第四章 竜族の興亡 第1話
魔の森の西端、岩山を削って作られた巨大な洞窟。
その奥深くで、黒竜族の総会が開かれていた。
天井から垂れる鍾乳石の間に、数十体の黒竜が円陣を組む。鱗は闇を吸い込み、瞳は炎のように赤く光る。
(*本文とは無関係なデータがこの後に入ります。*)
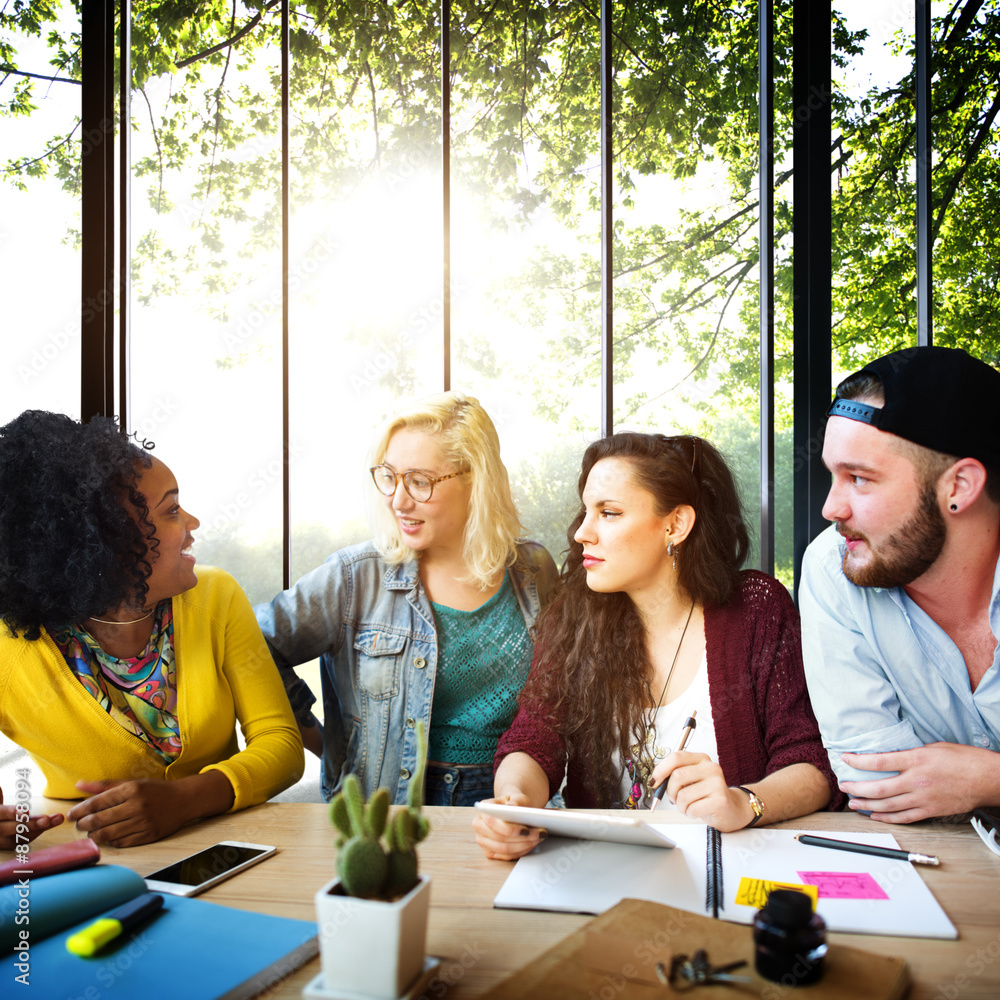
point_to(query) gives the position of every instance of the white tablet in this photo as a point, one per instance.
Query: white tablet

「……我ら黒竜族が、住処を追われるなど、前代未聞だ。」
長老プルーデントの低い声が洞窟に響く。
重厚な響きは岩壁を震わせ、若竜たちの胸にまで響いた。
「前代未聞? 笑わせるなよ、ジジィ!」
ソートレスが翼を広げ、岩を砕くほどの音を立てて立ち上がった。
若竜特有の血気盛んな声が、 洞窟の空気を震わせる。
「俺たちは、この世界最強の黒竜族だ! 誰が仕掛けたか知らねぇが、結界だか何だか知らん
モノにビビって尻尾巻いて逃げるなんざ、恥だろ!」
「ソートレス……」
プルーデントは深い溜息を吐いた。
「力だけで世界が回るなら、我らは神になっている。」
「神? 笑わせるな! 俺たちは神以上だだろうが!」
ソートレスは牙を剥き、炎を吐きそうな勢いで吠える。
「臆病な長老どもに、俺たちが最強だって証明してやるよ!」
「……よかろう。」
プルーデントの瞳が細く光った。
「ならば、試せ。あの結界を崩してみよ。それで判断する。」
「言ったな? 見てろよ、ジジィども!」
ソートレスは翼を広げ、洞窟を飛び立った。
魔の森の中心部。鬱蒼とした木々の上空に、黒い影が舞う。ソートレスだ。
彼は魔力を極限まで練り上げ、胸の奥で炎を凝縮する。
「これで終わりだ……!」
咆哮とともに、灼熱のブレスが放たれた。
空気が焼け、森が蒸発する。
だが――。
次の瞬間、世界が静止した。
ソートレスの巨体は、音もなく霧散した。
鱗も牙も、原子単位で消滅。
「……な、何だ……?」
遠くから見ていた黒竜たちは息を呑む。
プルーデントは目を閉じ、重く言った。
「理解したか。あれは、神の領域だ。」
沈黙。やがて長老たちは決断した。
「ここに留まれば、滅びる。我らは退く。」
黒竜族は、誇りを打ち砕かれたまま、別の大陸へと旅立った。